Data Broker o intermediari di dati. Si chiamano così i soggetti che rintracciano, acquisiscono e rielaborano informazioni personali per poi rivenderli a terzi. Ma quanto sappiamo davvero su di loro e sull’attività da essi svolta? Quali sono i rischi per la tutela della privacy e della sicurezza dei cittadini e dello Stato?
Quando si presenta il conto delle nostre attività in rete, si è soliti imputare la lesione della privacy a Meta, TikTok o YouTube. Nel caso del brokeraggio di dati, però, è l’ecosistema digitale in cui operano tali grandi piattaforme e, più in generale, lo stesso comportamento dell’utenza in rete a essere fonte di preoccupazione.
Gli intermediari di dati o data broker possono essere definiti come quei soggetti che, pur non direttamente coinvolti nel rapporto con l’interessato del trattamento dei dati personali, sfruttano la dispersione dei dati e il bisogno di profilazione del c.d. capitalismo di sorveglianza.

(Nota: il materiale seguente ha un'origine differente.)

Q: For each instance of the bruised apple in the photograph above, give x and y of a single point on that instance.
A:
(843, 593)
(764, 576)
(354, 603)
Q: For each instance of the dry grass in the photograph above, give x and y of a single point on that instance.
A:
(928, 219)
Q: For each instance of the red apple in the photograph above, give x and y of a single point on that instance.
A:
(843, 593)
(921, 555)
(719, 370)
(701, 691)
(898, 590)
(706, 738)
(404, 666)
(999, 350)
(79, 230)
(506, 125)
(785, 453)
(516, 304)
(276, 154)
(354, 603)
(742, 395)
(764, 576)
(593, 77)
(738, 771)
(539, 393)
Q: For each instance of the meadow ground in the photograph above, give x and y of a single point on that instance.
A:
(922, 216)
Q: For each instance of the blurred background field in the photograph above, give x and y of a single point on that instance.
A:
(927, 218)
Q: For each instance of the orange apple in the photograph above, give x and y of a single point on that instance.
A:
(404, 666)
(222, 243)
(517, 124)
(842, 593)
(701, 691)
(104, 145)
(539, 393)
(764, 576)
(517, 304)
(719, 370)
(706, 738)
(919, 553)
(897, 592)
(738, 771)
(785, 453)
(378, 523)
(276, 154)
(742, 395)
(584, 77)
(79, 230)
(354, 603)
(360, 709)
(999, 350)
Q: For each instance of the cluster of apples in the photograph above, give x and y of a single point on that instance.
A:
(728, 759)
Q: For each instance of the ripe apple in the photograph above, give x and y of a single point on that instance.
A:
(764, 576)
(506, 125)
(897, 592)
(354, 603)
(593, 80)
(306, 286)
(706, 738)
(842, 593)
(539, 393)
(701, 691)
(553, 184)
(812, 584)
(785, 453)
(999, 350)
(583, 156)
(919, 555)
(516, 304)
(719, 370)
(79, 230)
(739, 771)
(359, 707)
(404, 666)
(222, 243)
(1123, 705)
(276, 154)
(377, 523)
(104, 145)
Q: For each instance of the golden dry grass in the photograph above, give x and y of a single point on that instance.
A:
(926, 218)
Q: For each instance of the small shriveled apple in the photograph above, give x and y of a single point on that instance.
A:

La loro attività, infatti, consiste nella rielaborazione e catalogazione di dati raccolti, acquistati o scambiati al fine di rivenderli, in forma di “pacchetti”, sul mercato. Nello specifico, il servizio da essi offerto consiste nella rielaborazione di dati, spesso in partenza parziari e incompleti, e nel loro trattamento al fine di fare emergere informazioni quali il rendimento professionale, la situazione economica, la salute, le preferenze personali, gli interessi, l’affidabilità, il comportamento, l’ubicazione o gli spostamenti di un determinato soggetto, se non di interi gruppi.
Così come descritto in un’indagine conoscitiva sui Big Data condotta nel 2018 da Agcom, Autorità Antitrust e Garante della Privacy, tale attività di profilazione e ampliamento del volume e della profondità dei dati si svolge però nel segno di una scarsa trasparenza nei confronti degli utenti finali, spesso ignari del riutilizzo dei loro dati personali e dello scopo a cui esso è devoluto.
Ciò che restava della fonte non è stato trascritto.